S399
Clinical - Gynaecological
ESTRO 2026
Digital Poster 37 Potential reduction in normal tissue toxicity with robustly optimized IMPT for vulvar cancer: a dosimetric and NTCP comparison with VMAT Anna C Prins 1,2 , Raymond de Boer 2 , András G Zolnay 2 , Remi A Nout 2 , Mischa S Hoogeman 2,1 , Kelvin Ng Wei Siang 1,2 1 Department of Medical Physics & Informatics, Holland Proton Therapy Center, Delft, Netherlands. 2 Department of Radiotherapy, Erasmus MC Cancer Institute, Rotterdam, Netherlands Purpose/Objective: Photon radiotherapy, typically delivered with volumetric modulated arc therapy (VMAT), is the current standard for adjuvant or definitive treatment of vulvar cancer. However, intensity-modulated proton therapy (IMPT) may further reduce normal tissue toxicity due to its dose deposition properties.
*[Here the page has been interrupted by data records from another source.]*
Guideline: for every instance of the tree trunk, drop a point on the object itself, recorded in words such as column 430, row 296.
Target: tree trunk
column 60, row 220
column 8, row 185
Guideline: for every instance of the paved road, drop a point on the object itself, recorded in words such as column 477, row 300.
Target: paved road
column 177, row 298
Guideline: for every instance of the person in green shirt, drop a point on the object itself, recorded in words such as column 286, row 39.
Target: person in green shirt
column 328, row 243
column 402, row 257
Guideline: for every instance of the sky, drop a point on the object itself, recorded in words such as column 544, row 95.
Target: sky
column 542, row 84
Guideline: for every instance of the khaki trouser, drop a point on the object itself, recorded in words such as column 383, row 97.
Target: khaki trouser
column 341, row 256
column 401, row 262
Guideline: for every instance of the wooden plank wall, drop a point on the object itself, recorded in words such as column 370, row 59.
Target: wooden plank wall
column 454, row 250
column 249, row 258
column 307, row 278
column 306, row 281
Currently, no clinical trials or dosimetric studies exist that investigate the potential of proton therapy for vulvar cancer. To our knowledge, this is the first study to investigate IMPT for vulvar cancer by comparing robustly optimized IMPT with VMAT plans. Material/Methods: Thirty patients treated with VMAT (59.4-64.5 Gy(RBE) to boost CTV, 45-49.5 Gy(RBE) to elective CTV, in 27-33 fractions) were retrospectively planned with IMPT using composite minimax robust optimization (CMRO). Four- and six- beam arrangements were used, following the same fractionation as VMAT plans with either simultaneous integrated boost (SIB) or sequential (SEQ) fractionation techniques. IMPT plans were evaluated for target coverage based on the dose criteria of D98 ≥ 95% and D2 < 107%, using the voxelwise minimum and maximum dose distributions. All treatment plans were evaluated on organs at risk (OARs) dose constraints for bladder, bowel bag, anorectum, femoral heads, and pelvic bone.
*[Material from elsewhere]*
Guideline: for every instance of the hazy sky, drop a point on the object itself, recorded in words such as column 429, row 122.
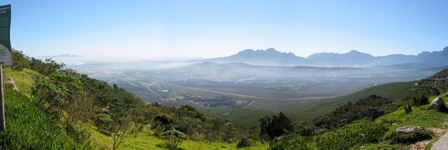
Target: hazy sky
column 140, row 29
Normal tissue complication probabilities (NTCPs) were calculated for eight toxicity endpoints across relevant OARs, including skin. Skin dose distributions were also analyzed using dose–surface maps, and associations between NTCP and target volumes were assessed. Results: All IMPT plans achieved robust target coverage, meeting the dose coverage criteria similar to those of the PTV-based VMAT plans. IMPT significantly reduced doses to all OARs compared with VMAT (p < 0.05), translating into lower NTCPs for nearly all endpoints (p < 0.05), see Figure 1.
Although IMPT showed similar or reduced grade 3 dermatitis risk, dose–surface maps revealed more high-dose regions localized in the lower abdominal/inguinal skin areas, potentially increasing skin toxicity, see Figure 2.